John Julius Norwich (Viscount Norwich)
b. 1929 – d. 2018

John Julius Norwich (Viscount Norwich) was elected as a Fellow of the Royal Society of Literature in 1970.
John Julius Cooper, 2nd Viscount Norwich, CVO, was an English popular historian and travel writer.
John Julius Norwich (Viscount Norwich) remembered – by Philip Ziegler
Historian, broadcaster, wit
If anyone had the right to be blasé it was John Julius Norwich. Grandson of a duke, with a father who was a prominent politician and ambassador and a mother who was one of Britain’s most celebrated beauties, he moved naturally in a world of glamour and distinction and might have been forgiven for taking it all for granted. Instead, he relished it. Few people got as much fun out of life as John Julius; fewer still made life so much fun for others. He had, and cherished, innumerable friends; if he had enemies, I never met or heard of them.
His prime preoccupation in his writing was to give pleasure to his readers. A most assiduous researcher who took immense pains to get things right, he would however have denied any suggestion that he was a scholar. His study of the Normans in Sicily and his books on Venice made a serious contribution to the world’s knowledge of these subjects but, even more, they were a delight to read. He got as much satisfaction, though, from his annual Christmas Cracker, a highly personal anthology produced in pamphlet form in which he collected excerpts from other people’s writings – poems, novels, biographies, letters – which had amused or delighted him over the previous twelve months. It started off as a more-or-less casual production, designed to entertain his friends; to his surprise it gathered steam, collected a wider audience, and by the time he died had become a much-looked-forward-to feature of the literary Christmas scene.
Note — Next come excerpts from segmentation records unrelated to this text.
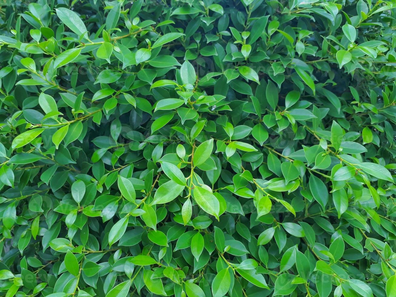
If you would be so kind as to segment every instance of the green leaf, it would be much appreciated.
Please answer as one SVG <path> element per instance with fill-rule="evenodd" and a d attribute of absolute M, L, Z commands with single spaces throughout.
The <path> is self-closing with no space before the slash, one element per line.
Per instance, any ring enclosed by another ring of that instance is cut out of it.
<path fill-rule="evenodd" d="M 122 218 L 114 224 L 109 232 L 109 244 L 110 246 L 120 240 L 126 230 L 128 217 Z"/>
<path fill-rule="evenodd" d="M 199 286 L 192 283 L 186 282 L 184 283 L 186 293 L 188 297 L 205 297 L 205 293 Z"/>
<path fill-rule="evenodd" d="M 199 261 L 203 250 L 204 237 L 201 233 L 197 232 L 191 238 L 191 253 L 197 261 Z"/>
<path fill-rule="evenodd" d="M 350 42 L 353 42 L 356 39 L 356 29 L 353 26 L 345 24 L 343 26 L 343 32 Z"/>
<path fill-rule="evenodd" d="M 156 191 L 151 204 L 164 204 L 173 201 L 183 193 L 185 187 L 173 181 L 166 182 L 161 185 Z"/>
<path fill-rule="evenodd" d="M 184 34 L 181 33 L 168 33 L 165 34 L 164 35 L 158 38 L 152 46 L 151 47 L 151 48 L 154 49 L 159 46 L 163 46 L 164 44 L 173 41 L 183 35 Z"/>
<path fill-rule="evenodd" d="M 151 56 L 151 51 L 147 48 L 141 48 L 137 50 L 135 55 L 136 65 L 145 62 Z"/>
<path fill-rule="evenodd" d="M 312 174 L 309 179 L 309 184 L 312 195 L 324 211 L 329 200 L 328 191 L 326 185 L 319 178 Z"/>
<path fill-rule="evenodd" d="M 186 179 L 181 170 L 176 165 L 168 162 L 162 162 L 161 168 L 169 178 L 178 185 L 186 185 Z"/>
<path fill-rule="evenodd" d="M 236 270 L 242 277 L 256 286 L 269 289 L 264 276 L 259 273 L 257 273 L 255 269 L 245 270 L 237 268 Z"/>
<path fill-rule="evenodd" d="M 194 166 L 203 164 L 207 160 L 213 150 L 213 139 L 204 141 L 195 150 L 193 162 Z"/>
<path fill-rule="evenodd" d="M 73 275 L 76 276 L 78 275 L 80 270 L 78 261 L 76 256 L 70 251 L 68 251 L 65 256 L 65 265 L 67 271 Z"/>
<path fill-rule="evenodd" d="M 157 261 L 155 261 L 155 259 L 149 256 L 145 256 L 143 255 L 135 256 L 131 260 L 131 262 L 135 265 L 139 265 L 141 266 L 152 265 L 157 263 Z"/>
<path fill-rule="evenodd" d="M 58 107 L 53 98 L 50 95 L 42 93 L 38 97 L 38 103 L 46 113 L 57 111 Z"/>
<path fill-rule="evenodd" d="M 113 45 L 110 42 L 103 42 L 98 49 L 96 52 L 96 56 L 100 59 L 107 60 L 110 63 L 110 57 L 112 53 Z"/>
<path fill-rule="evenodd" d="M 231 277 L 228 268 L 222 269 L 213 279 L 212 293 L 213 297 L 222 297 L 227 294 L 231 284 Z"/>
<path fill-rule="evenodd" d="M 67 131 L 69 129 L 69 125 L 65 125 L 59 128 L 57 131 L 53 133 L 52 135 L 52 142 L 55 145 L 55 147 L 56 149 L 59 148 L 59 145 L 61 144 L 63 138 L 67 134 Z"/>
<path fill-rule="evenodd" d="M 279 100 L 279 96 L 278 93 L 278 89 L 275 84 L 271 80 L 268 81 L 268 84 L 265 90 L 265 96 L 268 104 L 272 109 L 275 110 L 278 105 Z"/>
<path fill-rule="evenodd" d="M 54 67 L 59 68 L 76 59 L 81 52 L 80 48 L 72 48 L 63 52 L 54 61 Z"/>
<path fill-rule="evenodd" d="M 136 198 L 136 193 L 130 181 L 118 175 L 117 183 L 122 196 L 129 202 L 134 202 Z"/>
<path fill-rule="evenodd" d="M 340 50 L 337 51 L 335 56 L 337 58 L 338 64 L 340 65 L 340 69 L 352 59 L 352 54 L 349 51 L 343 50 Z"/>
<path fill-rule="evenodd" d="M 335 149 L 339 149 L 343 135 L 341 126 L 335 121 L 333 121 L 331 125 L 331 144 Z"/>
<path fill-rule="evenodd" d="M 363 162 L 360 163 L 358 166 L 366 173 L 377 178 L 383 179 L 385 181 L 393 181 L 393 179 L 390 175 L 390 173 L 382 165 L 374 163 Z"/>
<path fill-rule="evenodd" d="M 80 203 L 85 194 L 85 184 L 80 179 L 76 181 L 72 185 L 72 196 L 77 203 Z"/>
<path fill-rule="evenodd" d="M 206 212 L 218 218 L 220 212 L 220 204 L 217 198 L 211 191 L 206 188 L 196 187 L 193 192 L 195 202 Z"/>
<path fill-rule="evenodd" d="M 195 82 L 195 70 L 188 61 L 185 61 L 180 67 L 180 77 L 184 84 L 194 84 Z"/>
<path fill-rule="evenodd" d="M 392 275 L 386 281 L 386 291 L 387 297 L 396 296 L 396 275 Z"/>
<path fill-rule="evenodd" d="M 311 77 L 305 71 L 298 67 L 295 68 L 295 70 L 299 76 L 305 83 L 305 84 L 309 87 L 309 88 L 312 90 L 314 95 L 315 93 L 315 83 L 314 82 L 314 81 L 311 78 Z"/>
<path fill-rule="evenodd" d="M 42 128 L 36 128 L 21 133 L 12 141 L 12 149 L 17 148 L 26 145 L 41 134 L 44 130 Z"/>
<path fill-rule="evenodd" d="M 106 295 L 106 297 L 126 297 L 131 287 L 131 281 L 126 280 L 112 289 Z"/>
<path fill-rule="evenodd" d="M 87 28 L 77 13 L 63 7 L 55 9 L 55 11 L 62 22 L 77 34 L 79 37 L 84 36 L 85 39 L 88 38 Z"/>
He wrote a delightful volume of memoirs, Trying to Please (2008). The title was typically self-deprecating, but it caught the flavour of someone who did indeed feel that he had a duty to entertain and make life more fun for other people. He tried to please and he did please. He would be the last to claim that he had made a major contribution to the world’s literature, but the literary world would have been much the poorer for his absence.